Quantitative research will identify whether there is, or is perceived to be, an effect of an integrated healthcare programme; however, it does not explain why or how the integrated approach worked. Quantitative research also does not explain how interactions and interventions are translated into health behaviours and cannot accommodate the complexity of interrelated factors that influence health and healing choices.
Qualitative research allows exploring the process, context and meaning of the intervention to patients.17 This information will assist in identifying what does and what does not work. In the TCI we have conducted patient focus groups in which we explored what patients think we should continue to do, what we should stop doing and what things we should start doing. This has led to some important changes in the TCI integrated healthcare programme.
Personal transformation has been identified as an important aspect of healing.18 There are virtually no empirical data to explain how transformation takes place or how the process might be enhanced. Therefore, we have initiated a qualitative study to elucidate some of these issues. As indicated previously qualitative research can assist in developing relevant outcome measures and might also begin to shed light on the concept of synergy between components of integrated care. The obvious drawback of qualitative research, however, is that results cannot be generalised.
Quantitative and qualitative research is often combined in one project to enhance data collection or to build on each other sequentially.19 A useful example relates to goal attainment.

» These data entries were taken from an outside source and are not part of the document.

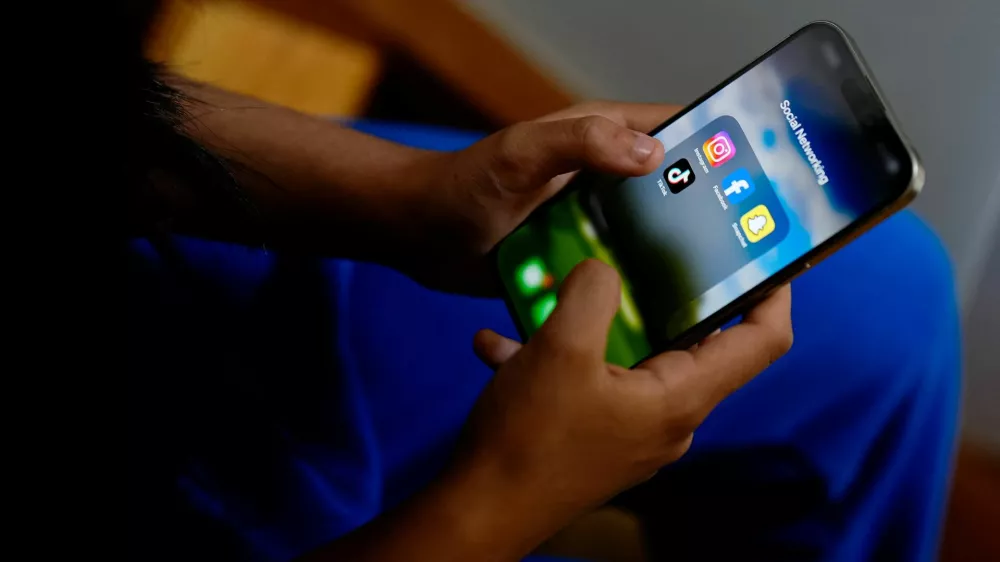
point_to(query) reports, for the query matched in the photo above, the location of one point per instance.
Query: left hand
(483, 192)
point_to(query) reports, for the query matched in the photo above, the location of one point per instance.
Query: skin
(558, 431)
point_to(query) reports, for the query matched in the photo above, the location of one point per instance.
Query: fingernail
(642, 148)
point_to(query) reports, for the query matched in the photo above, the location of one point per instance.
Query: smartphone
(783, 163)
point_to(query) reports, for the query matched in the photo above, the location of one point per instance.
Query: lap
(868, 391)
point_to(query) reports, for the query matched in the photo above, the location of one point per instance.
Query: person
(289, 406)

In a programme that focuses on individualising treatment, it is very important to assess patients’ treatment goals and the degree to which these are met. Becker et al. describe how goal attainment scaling to measure individual change in intervention studies could be applied quantitatively.20 This method uses a similar list of goals for all participants. However, people may have much more individualised goals than this method can address. At the TCI, information about patients’ personal goals in their own words is collected and recorded upon intake. During patient follow-up, it has been interesting to note how often patients have forgotten or changed their treatment goals. Much could be gained from a systematic qualitative analysis of patients’ goals and assessment of the circumstances in which these goals are being met or changed. This could lead to the development of an instrument that has a standardised as well as a qualitative component.
A range of research methods should be considered when evaluating a new phenomenon such as integrated health care. There is no best method. The choice of design depends on the stage of development of the programme or model of integrated health care and on the research question. We have identified only some of the potential approaches. In addition, much more work needs to be done to define integration and to operationalise the definition. Most important however, is to identify and define the research questions that arise out of the practice of integrated health care. Once this has been done, the correct pathway for inquiry becomes much easier to establish and the results of inquiry, ultimately more useful.